The smile faded when she failed to respond to his explanation or to his teasing.

'She's right, this isn't something that can be tossed off in a joke.' He searched for the words that would say what he felt when he hadn't yet examined his own feelings.

"There is something in me," he began slowly, "that prefers the urgency of life rather than the unfathomable stretch of eternity. Anij wanted to teach me to live within the moment, to make a single moment last as long as possible. In retrospect," his mouth quirked in a small show of self-derision, "which came about an hour after we left Ba'ku, that seems to be redundant when a reasonable expectation of their life span is well over 300 years. No matter how long a moment lasts or how perfect it may be, it is only a moment."

His fingers tightened around hers. "You want me to live every moment. Beverly, you challenge my mind, my heart, my soul. Every moment with you makes me eager for the next and the next. Someday I hope I can prove my love and earn your love in return."

Her free hand was steady as Beverly reached out to touch his cheek, but there wasn't anything she could do about the tremor in her voice. "You can't earn what you already have."

He held her hand to his face before sliding it down to his mouth. The kiss he placed in her palm was a deliberate reminder of his similar actions on the contest field. "I'm sorry for being such an old fool."
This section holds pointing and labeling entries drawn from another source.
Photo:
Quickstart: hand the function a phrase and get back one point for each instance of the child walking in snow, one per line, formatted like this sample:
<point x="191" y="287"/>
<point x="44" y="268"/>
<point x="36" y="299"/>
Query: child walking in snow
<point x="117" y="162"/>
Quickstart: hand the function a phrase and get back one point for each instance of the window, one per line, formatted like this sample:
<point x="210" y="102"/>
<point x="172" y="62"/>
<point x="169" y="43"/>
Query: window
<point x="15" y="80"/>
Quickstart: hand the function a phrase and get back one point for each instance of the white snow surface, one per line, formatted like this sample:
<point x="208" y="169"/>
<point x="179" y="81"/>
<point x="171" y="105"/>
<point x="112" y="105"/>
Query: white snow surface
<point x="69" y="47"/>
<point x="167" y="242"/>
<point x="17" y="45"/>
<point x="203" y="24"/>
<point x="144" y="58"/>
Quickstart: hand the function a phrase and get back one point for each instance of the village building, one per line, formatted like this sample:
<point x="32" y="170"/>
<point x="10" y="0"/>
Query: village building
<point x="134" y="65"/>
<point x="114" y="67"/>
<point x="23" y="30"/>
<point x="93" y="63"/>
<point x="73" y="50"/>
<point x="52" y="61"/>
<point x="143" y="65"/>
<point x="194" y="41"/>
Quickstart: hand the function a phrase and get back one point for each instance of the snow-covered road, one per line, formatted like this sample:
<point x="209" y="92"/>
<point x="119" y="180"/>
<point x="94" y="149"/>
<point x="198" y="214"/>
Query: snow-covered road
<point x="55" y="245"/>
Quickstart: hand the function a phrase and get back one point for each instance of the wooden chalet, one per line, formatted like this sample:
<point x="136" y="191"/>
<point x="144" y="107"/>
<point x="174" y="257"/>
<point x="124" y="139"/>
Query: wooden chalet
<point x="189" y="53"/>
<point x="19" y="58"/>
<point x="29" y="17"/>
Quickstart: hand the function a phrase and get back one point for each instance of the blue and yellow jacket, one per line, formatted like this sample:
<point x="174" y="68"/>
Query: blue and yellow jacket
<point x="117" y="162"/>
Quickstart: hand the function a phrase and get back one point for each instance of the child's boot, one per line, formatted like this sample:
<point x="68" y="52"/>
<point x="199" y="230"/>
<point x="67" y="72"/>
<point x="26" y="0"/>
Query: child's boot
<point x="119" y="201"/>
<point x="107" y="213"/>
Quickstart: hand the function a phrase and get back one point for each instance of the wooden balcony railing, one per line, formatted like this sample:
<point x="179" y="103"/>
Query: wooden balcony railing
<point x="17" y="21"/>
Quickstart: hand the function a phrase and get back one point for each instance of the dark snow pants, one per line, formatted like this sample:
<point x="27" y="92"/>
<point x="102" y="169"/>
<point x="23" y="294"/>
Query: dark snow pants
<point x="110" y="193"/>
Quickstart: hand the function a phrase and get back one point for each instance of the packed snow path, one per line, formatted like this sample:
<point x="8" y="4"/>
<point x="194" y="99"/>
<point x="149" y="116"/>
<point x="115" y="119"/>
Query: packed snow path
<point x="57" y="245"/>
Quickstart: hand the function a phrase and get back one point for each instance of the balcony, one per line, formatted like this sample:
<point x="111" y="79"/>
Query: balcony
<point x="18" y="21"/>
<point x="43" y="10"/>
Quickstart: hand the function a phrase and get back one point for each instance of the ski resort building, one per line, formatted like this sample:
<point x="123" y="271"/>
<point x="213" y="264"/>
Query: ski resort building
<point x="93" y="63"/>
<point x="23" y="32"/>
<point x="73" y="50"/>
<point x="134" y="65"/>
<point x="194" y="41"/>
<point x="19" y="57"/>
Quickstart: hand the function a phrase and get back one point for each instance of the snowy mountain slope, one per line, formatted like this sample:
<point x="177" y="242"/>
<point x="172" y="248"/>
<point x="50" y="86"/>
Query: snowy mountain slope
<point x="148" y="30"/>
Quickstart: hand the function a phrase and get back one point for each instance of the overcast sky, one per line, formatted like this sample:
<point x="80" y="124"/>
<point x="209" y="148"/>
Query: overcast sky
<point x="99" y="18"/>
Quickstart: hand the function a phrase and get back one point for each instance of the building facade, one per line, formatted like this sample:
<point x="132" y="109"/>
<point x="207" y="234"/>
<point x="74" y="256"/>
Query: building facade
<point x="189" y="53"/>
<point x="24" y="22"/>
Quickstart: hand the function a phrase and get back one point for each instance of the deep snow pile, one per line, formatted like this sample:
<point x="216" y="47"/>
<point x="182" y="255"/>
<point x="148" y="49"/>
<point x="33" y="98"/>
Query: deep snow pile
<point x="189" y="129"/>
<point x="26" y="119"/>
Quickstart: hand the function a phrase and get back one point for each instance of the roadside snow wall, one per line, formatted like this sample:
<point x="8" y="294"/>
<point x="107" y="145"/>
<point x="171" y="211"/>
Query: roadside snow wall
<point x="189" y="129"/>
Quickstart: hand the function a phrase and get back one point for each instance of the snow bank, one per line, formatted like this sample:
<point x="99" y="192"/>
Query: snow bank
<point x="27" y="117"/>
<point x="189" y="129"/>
"It doesn't matter anymore. What's one week when we have years ahead of us? Us, Jean-Luc... you, me and our baby."

His hands rested lightly on her hips as he dropped to his knees before her and kissed her flat belly through her clothes. "A baby," he murmured wondrously. "Are you sure?"

"Double checked and triple checked," she assured him, stroking his head and pressing him closer. "King Jean-Luc's subjects would be greatly pleased with your first efforts."

He loved the feel of her gentle laughter as it vibrated through her to where his cheek rested. Looking up, he saw sparkling sapphire eyes smiling at him. More importantly at the moment, he saw the lush mouth that had been driving him insane for years coming down to cover his.